The UV absorption maxima (logε) in MeOH at 264 (3.9), 299 (3.4), and 302 (3.5) nm and the IR spectrum (νmax: 3400 and 1625 cm−1) of 2 implied that 2 is a congener of 1. The molecular formula of 2 was established as C25H35NO8S by HRESIMS data (obsd m/z 508.2028 [M – H]–, calcd for C25H34NO8S 508.2005). The 1H and 13C NMR chemical shifts of 2 were similar to those of 1 (), except for the C-2 moiety. The chemical shifts of C-2 (δH 3.94, δC 67.2) and the molecular formula of 2 suggested the presence of an additional hydroxy group at the C-2 position. Detailed analyses of the 2D NMR data supported the proposed structure shown in ). The partial relative configuration of 2 was determined by NOESY to be the same as 1 ()). Additionally, the large coupling constant value (12.0 Hz) between 2-H and 1-Ha (δH 1.75) indicated that 2-H and 1-Ha are in diaxial orientations and that the hydroxy group at C-2 is in the equatorial orientation.
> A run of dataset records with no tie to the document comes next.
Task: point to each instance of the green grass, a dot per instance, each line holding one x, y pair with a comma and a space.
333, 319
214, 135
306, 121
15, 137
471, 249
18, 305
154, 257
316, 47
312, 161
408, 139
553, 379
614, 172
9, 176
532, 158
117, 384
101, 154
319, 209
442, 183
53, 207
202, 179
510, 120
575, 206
NOESY correlations among 14-H3, 15-H3, and 2-H supported this orientation. From the absolute configuration of 1, the absolute configuration of 2 was established as 2R, 3S, 5S, 8R, 9R and 10S.
MBJ-0032 (3) features the following properties: [α]24D – 30 (c 0.05, MeOH); UV λmax (logε) in MeOH: 264 (3.9), 299 (3.4), and 302 (3.5) nm; HRESIMS: m/z 607.3144 [M–H]–, calcd for C33H43N4O7 607.3132; and IR absorption (νmax): 3400 and 1625 cm–1. The NMR spectra indicated that a partial structure of 3 was the same as that of 1, including the relative configuration, with the exception of an anserine moiety as described below. 1H spin couplings between an α-methine proton 2′′-H (δH 4.52) and methylene protons 3′′-H2 (δH 3.19, 2.98) and 1H–13C long-range couplings from 2′′-H to a carbonyl carbon C-1′′ (δC 175.8) and an aromatic quaternary carbon C-4′′ (δC 132.8), from 3′′-H2 to C-1′′, C-4′′, and an aromatic methine carbon C-5′′ (δC 121.1) were observed. Furthermore, HMBC correlations from 5′′-H (δH 7.08) to an aromatic methine carbon C-6′′ (δC 137.0), and from the N-methyl proton 7′′-H3 (δH 3.75) to C-4′′ and C-6′′ were observed. Thus, the planar structure of a 3-methylhistidine (synonyms: Nπ-methylhistidine, 3-N-methylhistidine) moiety was revealed to be as shown in ). The structure of a β-alanine moiety was deduced from 1H coupling between nitrogen-bonded methylene protons 9′-H2 (δH 3.77) and the methylene protons 10′-H2 (δH 2.58), together with 1H–13C long-range correlations from 9′-H2 and 10′-H2 to an amide carbonyl carbon C-11′ (δC 172.9), which in turn showed a long-range correlation to 2′′-H. Taken together, these couplings implied the presence of an anserine moiety. Additionally, HMBC correlations from 9′-H2 to a carbonyl carbon C-7′ (δC 171.0) and a nitrogen-substituted methylene carbon C-8′ (δC 49.0) proved that the connectivity from C-9′ to C-7′ and C-8′ was mediated by a nitrogen atom. Hence, the planar structure of 3 was established to be as shown in .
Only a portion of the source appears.